Ahhh, Pirate Bay, Mininova, and a few other sources i dare not reveal for fear of blowing up my spots… free music is everywhere on the internet, all the time. Sure, the quality of a lot of these files might be low, but the price is right, and the accessibility is 24/7. Granted, I much prefer to own the vinyl, but in this day and age of mixtapes, unsigned artists, and singles releases, everything I want and need doesn’t get get pressed on wax. And while I’m in my mid-20′s and can kind of sort of remember buying CDs, I wonder about those in their teens who have never known a life without unfettered free access to music online. Well, according to the findings of recent a study published on BBC.com, ‘illegal downloading amongst young music fans has actually gone into a decline, and that the CD is still the most popular format, even amongst teenagers, and is not ready to be sent to the digital graveyard just yet.’
Sorry BBC, but I just don’t buy it… with the high price and low selection of CDs, and the internet-savy approach of the teenaged generation, I don’t see how this is possible. Perhaps we’ve stepped away from the big illegals like Limewire, etc, but now we’ve moved on to sites with shielded, floating IP address, and the mass hosting of .zip or .rar files, all stored for easy downloading. And then there’s the massive hard drive swaps I’ll do with anyone who has worthy music/movies/tv to trade.

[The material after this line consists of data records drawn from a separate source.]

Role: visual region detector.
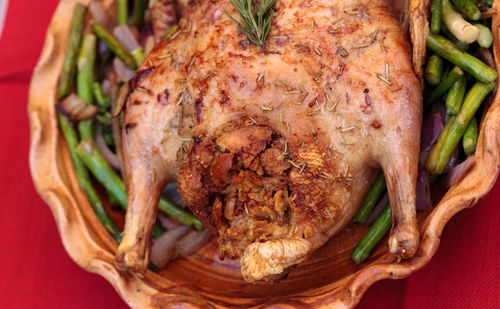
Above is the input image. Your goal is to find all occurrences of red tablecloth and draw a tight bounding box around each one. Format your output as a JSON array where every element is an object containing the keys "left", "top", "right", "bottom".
[{"left": 0, "top": 0, "right": 500, "bottom": 308}]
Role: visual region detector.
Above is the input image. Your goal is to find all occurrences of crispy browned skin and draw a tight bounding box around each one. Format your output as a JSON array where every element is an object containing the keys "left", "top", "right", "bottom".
[{"left": 116, "top": 0, "right": 421, "bottom": 280}]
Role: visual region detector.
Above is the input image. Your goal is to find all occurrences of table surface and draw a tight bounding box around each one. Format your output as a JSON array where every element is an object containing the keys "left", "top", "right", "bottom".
[{"left": 0, "top": 0, "right": 500, "bottom": 308}]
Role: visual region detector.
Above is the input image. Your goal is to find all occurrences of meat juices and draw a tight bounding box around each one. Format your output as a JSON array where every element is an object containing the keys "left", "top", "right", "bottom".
[{"left": 116, "top": 0, "right": 422, "bottom": 281}]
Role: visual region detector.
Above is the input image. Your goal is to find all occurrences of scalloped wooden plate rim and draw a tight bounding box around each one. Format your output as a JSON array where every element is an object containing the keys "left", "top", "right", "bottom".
[{"left": 28, "top": 0, "right": 500, "bottom": 308}]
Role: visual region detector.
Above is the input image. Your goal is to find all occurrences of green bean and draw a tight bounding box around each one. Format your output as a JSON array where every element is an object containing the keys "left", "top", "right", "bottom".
[
  {"left": 76, "top": 139, "right": 165, "bottom": 238},
  {"left": 424, "top": 66, "right": 464, "bottom": 109},
  {"left": 424, "top": 54, "right": 444, "bottom": 86},
  {"left": 92, "top": 82, "right": 111, "bottom": 112},
  {"left": 91, "top": 23, "right": 137, "bottom": 69},
  {"left": 474, "top": 24, "right": 493, "bottom": 48},
  {"left": 57, "top": 3, "right": 87, "bottom": 99},
  {"left": 446, "top": 76, "right": 467, "bottom": 116},
  {"left": 441, "top": 27, "right": 470, "bottom": 51},
  {"left": 58, "top": 114, "right": 122, "bottom": 243},
  {"left": 427, "top": 34, "right": 497, "bottom": 82},
  {"left": 77, "top": 139, "right": 203, "bottom": 229},
  {"left": 451, "top": 0, "right": 481, "bottom": 20},
  {"left": 431, "top": 0, "right": 443, "bottom": 34},
  {"left": 351, "top": 205, "right": 392, "bottom": 265},
  {"left": 462, "top": 117, "right": 479, "bottom": 155},
  {"left": 116, "top": 0, "right": 128, "bottom": 25},
  {"left": 77, "top": 34, "right": 97, "bottom": 139},
  {"left": 424, "top": 82, "right": 494, "bottom": 174}
]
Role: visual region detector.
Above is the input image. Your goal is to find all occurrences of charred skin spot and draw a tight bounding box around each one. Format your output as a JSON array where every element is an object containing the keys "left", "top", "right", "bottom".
[
  {"left": 194, "top": 97, "right": 203, "bottom": 124},
  {"left": 156, "top": 89, "right": 170, "bottom": 105},
  {"left": 370, "top": 119, "right": 382, "bottom": 129},
  {"left": 220, "top": 90, "right": 230, "bottom": 105},
  {"left": 131, "top": 66, "right": 156, "bottom": 89},
  {"left": 124, "top": 122, "right": 137, "bottom": 134}
]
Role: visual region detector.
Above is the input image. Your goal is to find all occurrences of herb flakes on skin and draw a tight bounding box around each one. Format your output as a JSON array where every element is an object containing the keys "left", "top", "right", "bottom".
[{"left": 224, "top": 0, "right": 276, "bottom": 49}]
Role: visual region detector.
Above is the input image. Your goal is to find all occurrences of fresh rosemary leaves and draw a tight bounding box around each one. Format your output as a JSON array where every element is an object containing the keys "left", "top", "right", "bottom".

You can always count on relatively intelligent commenting on these BBC blogs. This is one is some of the best I’ve seen thus far: very much worth the read to see how readers tear the original study apart due to flawed sample size and approach. So while the record companies and backwards-looking artists would like to be believe some sort of moral order or lawfulness has returned to downloading, I would have to claim the opposite: the youth are just get much more nuanced and a whole lot sneakier.